Crunchy Data - Automated PITR Saves a Healthcare Company

A healthcare SaaS company accidentally ran an UPDATE without a WHERE clause, corrupting 2 million patient records. Using Crunchy Data's PostgreSQL setup with continuous WAL archiving, they performed point-in-time recovery (PITR) to exactly 30 seconds before the bad UPDATE. Full recovery took 22 minutes with zero data loss.
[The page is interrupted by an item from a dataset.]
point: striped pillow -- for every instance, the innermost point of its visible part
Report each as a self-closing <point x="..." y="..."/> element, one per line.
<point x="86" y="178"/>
The key was having archive_mode = on and archive_command shipping WAL segments to S3 every 60 seconds.

Success

Zalando - Patroni Cluster Survives AWS AZ Failure

When an entire AWS availability zone went down in 2019, Zalando's PostgreSQL clusters (managed by Patroni) automatically promoted replicas in healthy AZs within 10 seconds. Their e-commerce platform served 35 million customers with no visible impact. The setup used synchronous replication across AZs with Patroni handling automatic failover, proving that PostgreSQL can match the high-availability guarantees of proprietary databases.